Build data ingestion infrastructure for Databricks notebook #51

awaismirza92 · 2025-12-02T14:07:01Z

Closes: #50 & #52

srnnkls · 2025-12-03T08:33:30Z

integration/databricks/data/ingestion.py

+
+
+def _download_parquet(url: str) -> pd.DataFrame:
+    """


Critical: Fundamental Architecture Flaw

This downloads parquet to local memory via pandas, defeating Spark's purpose. Use spark.read.parquet(url) directly.

srnnkls · 2025-12-03T08:33:56Z

integration/databricks/data/ingestion.py

+DEFAULT_BUCKET: Final[str] = "https://static.getml.com/datasets/jaffle_shop"
+DEFAULT_CATALOG: Final[str] = "workspace"
+DEFAULT_SCHEMA: Final[str] = "jaffle_shop"
+DEFAULT_PROFILE: Final[str] = "Code17"


Hardcoded personal profile

"Code17" is a personal profile name. Use the standard Databricks CLI default:

DEFAULT_PROFILE: Final[str] = "DEFAULT"

The README should document the DATABRICKS_CONFIG_PROFILE env var. Contributors set it locally via .mise.local.toml (gitignored):

# .mise.local.toml [env] DATABRICKS_CONFIG_PROFILE = "Code17"

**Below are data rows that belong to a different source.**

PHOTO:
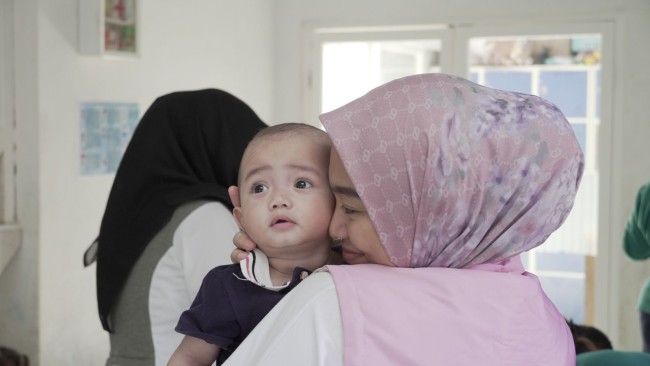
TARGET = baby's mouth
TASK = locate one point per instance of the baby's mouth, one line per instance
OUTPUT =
(281, 221)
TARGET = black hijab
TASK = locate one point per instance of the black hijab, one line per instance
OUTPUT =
(186, 147)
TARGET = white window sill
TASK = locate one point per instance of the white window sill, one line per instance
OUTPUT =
(10, 238)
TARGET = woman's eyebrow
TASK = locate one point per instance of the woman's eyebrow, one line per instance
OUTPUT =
(346, 191)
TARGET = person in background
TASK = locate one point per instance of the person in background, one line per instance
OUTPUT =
(168, 204)
(440, 184)
(286, 207)
(636, 244)
(593, 348)
(588, 338)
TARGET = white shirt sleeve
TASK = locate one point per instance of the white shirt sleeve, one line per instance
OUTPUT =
(201, 242)
(304, 328)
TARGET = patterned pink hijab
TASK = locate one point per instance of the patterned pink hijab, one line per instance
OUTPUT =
(454, 174)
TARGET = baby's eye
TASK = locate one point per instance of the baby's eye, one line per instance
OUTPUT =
(259, 188)
(303, 184)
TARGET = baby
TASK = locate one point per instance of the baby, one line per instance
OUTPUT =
(286, 207)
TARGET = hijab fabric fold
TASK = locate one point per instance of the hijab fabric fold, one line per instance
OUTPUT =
(455, 174)
(186, 147)
(463, 178)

srnnkls · 2025-12-03T08:34:05Z

integration/databricks/ingest_to_databricks.py

+
+import logging
+import sys
+


Relative import not allowed - use from integration.databricks.data import ingestion

srnnkls · 2025-12-03T08:34:11Z

integration/databricks/requirements.txt

@@ -0,0 +1,7 @@
+# Databricks Integration Dependencies


Use pyproject.toml instead - this project uses uv for dependency management. Also missing newline at EOF.

Done: 6464559

Originally, I wanted it to be a separate task (took a few hours for me): #52

srnnkls · 2025-12-03T08:34:54Z

integration/databricks/README.md

+### Python API (Recommended)
+
+Use the modules directly in notebooks or scripts:
+


References non-existent module - preparation doesn't exist in this PR.

srnnkls · 2025-12-03T08:35:01Z

integration/databricks/README.md

+### Python Version Issues
+
+Databricks serverless requires Python 3.12:
+


Irrelevant troubleshooting - Python version belongs in pyproject.toml, not README.

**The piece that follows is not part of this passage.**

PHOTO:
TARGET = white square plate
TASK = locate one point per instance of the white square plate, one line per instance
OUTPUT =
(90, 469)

srnnkls · 2025-12-03T08:35:15Z

integration/databricks/data/ingestion.py

+    sdf.write.format("delta").mode("overwrite").option(
+        "overwriteSchema", "true"
+    ).saveAsTable(config.full_table_name)
+


SQL injection potential - validate catalog/schema as identifiers before interpolating into SQL.

srnnkls · 2025-12-03T08:37:40Z

Review Summary

Style Reference: Python Style Guide (getml/code17-northstar#18)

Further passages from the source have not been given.